Ieri tutto questo non si è visto: la squadra di Mazzarri - come ammesso candidamente anche dal tecnico nel dopo partita - ha forse peccato di presunzione in un momento della stagione in cui si sentiva forte, si sentiva sicura dei propri mezzi. E come spesso accade, la presunzione è stata fatale. I rossoblù infatti non si sono accorti, nonostante le avvisaglie nei primi minuti ci fossero, che la Lazio è una squadra infida, capace sia di pressare con agonismo estremo che di giocare di fioretto. Il Cagliari è caduto nella “trappola” quando ha accettato di tenere altissime le proprie linee nel tentativo di recuperare immediatamente il pallone, cioè musica per le orecchie di Sarri: il risultato è stato lo stesso che si ottiene quando un uomo incauto rimane intrappolato nelle sabbie mobili e si agita per tirarsene fuori, ovvero perdere il controllo della situazione. Da un errore grave, anche se rimediabile, come il rigore iniziale si è passati a subire un gol assurdo nei minuti finali del primo tempo nonché la rete che ha chiuso virtualmente i giochi. Tutto a causa della frenesia di voler fare qualcosa di buono, di voler lasciare il segno subito, sempre e comunque.

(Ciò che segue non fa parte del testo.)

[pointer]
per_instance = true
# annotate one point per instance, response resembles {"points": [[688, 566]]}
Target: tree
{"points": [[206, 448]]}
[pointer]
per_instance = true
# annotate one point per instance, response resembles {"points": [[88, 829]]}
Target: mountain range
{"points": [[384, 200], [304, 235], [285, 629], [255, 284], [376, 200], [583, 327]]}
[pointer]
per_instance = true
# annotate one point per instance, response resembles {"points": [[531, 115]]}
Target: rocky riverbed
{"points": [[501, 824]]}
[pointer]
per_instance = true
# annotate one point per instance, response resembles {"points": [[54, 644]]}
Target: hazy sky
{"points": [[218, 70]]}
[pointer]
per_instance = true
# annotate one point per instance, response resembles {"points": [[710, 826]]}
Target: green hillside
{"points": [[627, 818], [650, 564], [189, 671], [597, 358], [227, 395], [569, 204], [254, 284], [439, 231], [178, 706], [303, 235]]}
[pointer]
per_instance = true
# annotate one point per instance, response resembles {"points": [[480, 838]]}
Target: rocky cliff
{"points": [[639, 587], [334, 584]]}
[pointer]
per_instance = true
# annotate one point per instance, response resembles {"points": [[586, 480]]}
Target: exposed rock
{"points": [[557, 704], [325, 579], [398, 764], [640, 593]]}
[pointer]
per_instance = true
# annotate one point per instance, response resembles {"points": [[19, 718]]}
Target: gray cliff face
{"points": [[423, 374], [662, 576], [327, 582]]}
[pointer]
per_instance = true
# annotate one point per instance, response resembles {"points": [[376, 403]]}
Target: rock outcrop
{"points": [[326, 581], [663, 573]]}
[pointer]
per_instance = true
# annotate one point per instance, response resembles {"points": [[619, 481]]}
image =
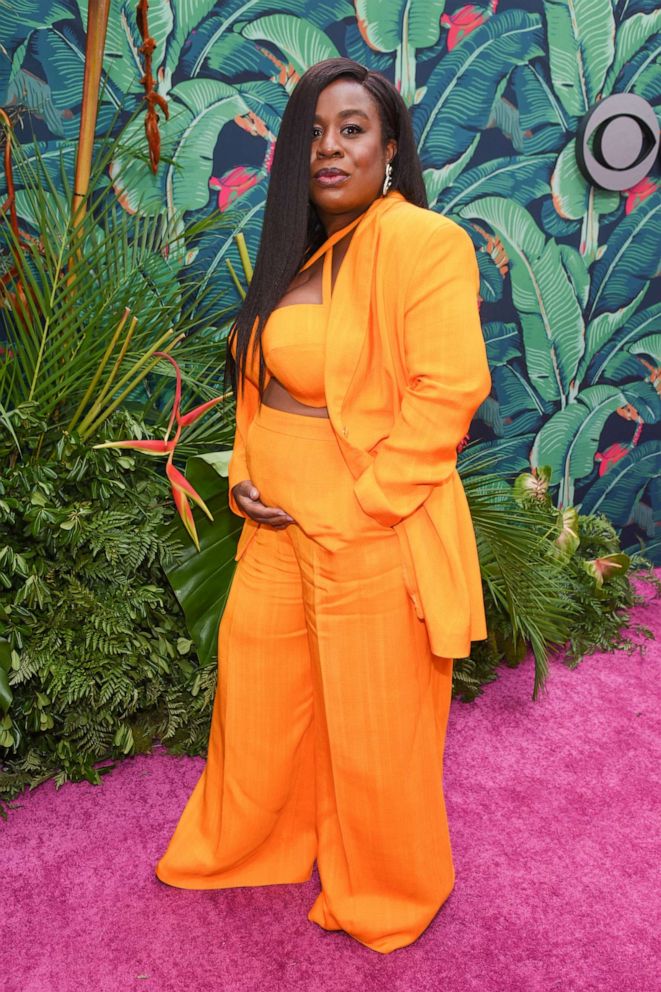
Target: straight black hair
{"points": [[291, 230]]}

Un atteggiamento piuttosto comprensibile considerata la classifica del Cagliari ma che contro la Lazio si è rivelato deleterio perché ha portato ad una mancanza di equilibrio che la squadra sarda non può permettersi. Mazzarri questo lo sa ed è già corso ai ripari bacchettando i giocatori nel dopo gara: a La Spezia servirà un Cagliari diverso, tosto e concentrato, per portare a casa la vittoria e continuare ad inseguire l’obiettivo salvezza, forse insperato qualche settimana fa ma oggi più che mai alla portata.